To eliminate extra spaces for consistency, use the TRIM function.

Basic Statistics Mini-Course

Google Data Analytics Professional Certificate Course 1: Foundations – Cliffs Notes

Google Data Analytics Professional Certificate Course 2: Ask Questions – quiz answers

Google Data Analytics Professional Certificate Course 3: Prepare Data – quiz answers

Google Data Analytics Professional Certificate Course 5: Analyze Data – quiz answers

Google Data Analytics Professional Certificate Course 6: Share Data – quiz answers

Google Data Analytics Professional Certificate Course 7: Data Analysis with R – quiz answers

Google Data Analytics Professional Certificate Course 8: Capstone – quiz answers

IT career paths – everything you need to know

Back to DTI Courses

What function can be used to convert data from one datatype to another?

Additionally there area number of OLAP DML functions that you can use to convert values from one data type to another.

What function would you use to convert data in a SQL table?

The CONVERT() function in SQL server is used to convert a value of one type to another type.

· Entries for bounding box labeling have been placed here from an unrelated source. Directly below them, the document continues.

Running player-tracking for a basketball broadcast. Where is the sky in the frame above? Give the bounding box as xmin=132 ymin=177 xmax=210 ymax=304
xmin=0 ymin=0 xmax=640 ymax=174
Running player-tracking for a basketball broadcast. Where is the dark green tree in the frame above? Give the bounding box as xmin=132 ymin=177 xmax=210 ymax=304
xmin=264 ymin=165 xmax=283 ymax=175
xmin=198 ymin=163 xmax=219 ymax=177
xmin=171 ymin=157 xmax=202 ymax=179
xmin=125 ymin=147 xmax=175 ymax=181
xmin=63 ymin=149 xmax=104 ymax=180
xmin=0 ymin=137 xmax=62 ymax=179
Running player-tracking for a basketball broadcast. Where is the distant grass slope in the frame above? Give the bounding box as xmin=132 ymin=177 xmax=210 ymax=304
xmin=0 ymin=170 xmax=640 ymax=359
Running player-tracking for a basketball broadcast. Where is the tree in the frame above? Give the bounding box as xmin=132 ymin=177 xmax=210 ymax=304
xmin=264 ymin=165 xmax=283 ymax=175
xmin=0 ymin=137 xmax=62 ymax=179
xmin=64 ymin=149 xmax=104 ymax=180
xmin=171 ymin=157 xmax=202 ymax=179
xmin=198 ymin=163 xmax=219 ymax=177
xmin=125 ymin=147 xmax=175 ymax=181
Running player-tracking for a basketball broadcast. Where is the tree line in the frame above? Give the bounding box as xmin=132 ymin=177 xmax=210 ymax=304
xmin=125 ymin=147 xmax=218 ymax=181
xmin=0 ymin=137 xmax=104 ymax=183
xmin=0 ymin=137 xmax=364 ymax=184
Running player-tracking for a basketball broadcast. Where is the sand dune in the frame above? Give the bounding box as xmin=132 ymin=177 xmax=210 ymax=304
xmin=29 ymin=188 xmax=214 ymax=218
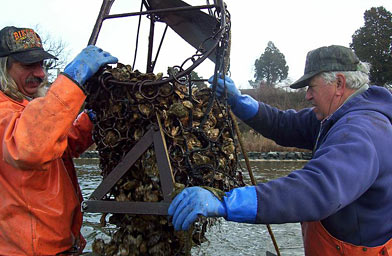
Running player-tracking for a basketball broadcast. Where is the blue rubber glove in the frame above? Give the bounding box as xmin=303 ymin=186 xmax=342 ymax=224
xmin=63 ymin=45 xmax=118 ymax=86
xmin=168 ymin=186 xmax=257 ymax=230
xmin=208 ymin=76 xmax=259 ymax=120
xmin=168 ymin=187 xmax=226 ymax=230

What are the SQL data types?

Data types in SQL Server are organized into the following categories:.
Exact numerics. Unicode character strings..
Approximate numerics. Binary strings..
Date and time. Other data types..
Character strings..
bigint. numeric..
bit. smallint..
decimal. smallmoney..
int. tinyint..

What is SQL double?

What is a double data type in SQL? DOUBLE(size, d) A normal-size floating point number. The total number of digits is specified in size. The number of digits after the decimal point is specified in the d parameter.